Diminishing Returns for Brewmaster Monks

In my last post, I mentioned that I’d be happy to work on the equations for Monks and Druids if someone would submit data. In the comments, disargeria offered to do just that, and provided this data set covering both level 85 and level 90. I spent some time with the data and MATLAB’s curve/surface fitting toolboxes, and have narrowed down the parameter space quite a bit. You can see the code itself here: dr_eqn_monks.m dr_eqn_monks.mat.

Level 85 Data

I started by looking at the level 85 agility data. Here’s the MATLAB fitting output:

a2d_85_fit = 

     General model:
     a2d_85_fit(x) = 3.00+103/a+1/(1/C+k/((x-103)/a))
     Coefficients (with 95% confidence bounds):
       C =       497.6  (467.9, 527.4)
       a =       245.8  (243.1, 248.5)
       k =       1.409  (1.391, 1.426)

a2d_85_gof = 

           sse: 1.1524e-004
       rsquare: 1.0000
           dfe: 13
    adjrsquare: 1.0000
          rmse: 0.0030

That tells us a few things. First of all, the $k$ value for monks is higher than the 0.855 that paladins get. It also tells us that the dodge cap $C$ is much higher (for comparison, the dodge cap for paladins is $C_d \approx 65$ and the parry cap is $C_p=235.5$. This makes some sense though, since monks will be sharing agility/dodge gear with druids, so they’ll end up with a lot of dodge and not much parry. I’ll note here that the base dodge value of 3.00 was chosen based on the quality of all of the fits. I found that with the surface plots especially, 3.00 worked much better than 3.01. I tried leaving it as a free parameter, but that causes minor instability issues due to the agility conversion (leaving base a free parameter makes $a$ less precise).

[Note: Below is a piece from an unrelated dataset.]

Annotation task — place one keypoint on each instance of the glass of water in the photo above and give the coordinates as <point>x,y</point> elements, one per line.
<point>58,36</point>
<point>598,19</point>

Combining the agility data with dodge rating, we can do some surface fitting:

     General model:
     d2d_85_fit(x,y) = 3.00+103/a+1/(1/C+k/(y+(x-103)/a))
     Coefficients (with 95% confidence bounds):
       C =       505.1  (492.9, 517.2)
       a =       243.7  (243.3, 244)
       k =       1.422  (1.42, 1.424)

d2d_85_gof = 

           sse: 2.6031e-004
       rsquare: 1.0000
           dfe: 29
    adjrsquare: 1.0000
          rmse: 0.0030

This nails down our values of $k$ and $a$ rather precisely, though there’s still some uncertainty in $C$. Here’s the surface plot:

And more importantly, here’s the residuals:

Note that none of the errors are larger than $4 x 10^{-3}$, or 0.004% character-sheet dodge. That suggests that this equation is accurate enough to reproduce the character-sheet dodge values without error (or at least, it does so for this data set).

Turning our attention to parry, I tried two fits. The first was fairly general, allowing both $k$ and $C$ to vary. However, the confidence interval for $k$ included the value we found for dodge. Since we already know that $k$ is the same for dodge and parry in the paladin equations, it’s not much of a stretch to guess that the same is true for monks. Thus, I tried a second fit with $k$ fixed at 1.422. The results are below:

p2p_85_fit1 = 

     General model:
     p2p_85_fit1(x) = 8.01+1/(1/C+k/x)
     Coefficients (with 95% confidence bounds):
       C =       112.9  (75.23, 150.5)
       k =       1.429  (1.42, 1.438)

p2p_85_gof1 = 

           sse: 2.1611e-004
       rsquare: 1.0000
           dfe: 12
    adjrsquare: 1.0000
          rmse: 0.0042

p2p_85_fit2 = 

     General model:
     p2p_85_fit2(x) = 8.01+1/(1/C+1.422/x)
     Coefficients (with 95% confidence bounds):
       C =       91.03  (84.66, 97.4)

p2p_85_gof2 = 

           sse: 2.6352e-004
       rsquare: 1.0000
           dfe: 13
    adjrsquare: 1.0000
          rmse: 0.0045

So, from the 85 data, we get the following insights:

  1. $k = 1.422$
  2. $C_d$ is somewhere between 492 and 517, with a “best-fit” value of 505
  3. $C_p$ is somewhere between 85 and 97, with a “best-fit” value of 91.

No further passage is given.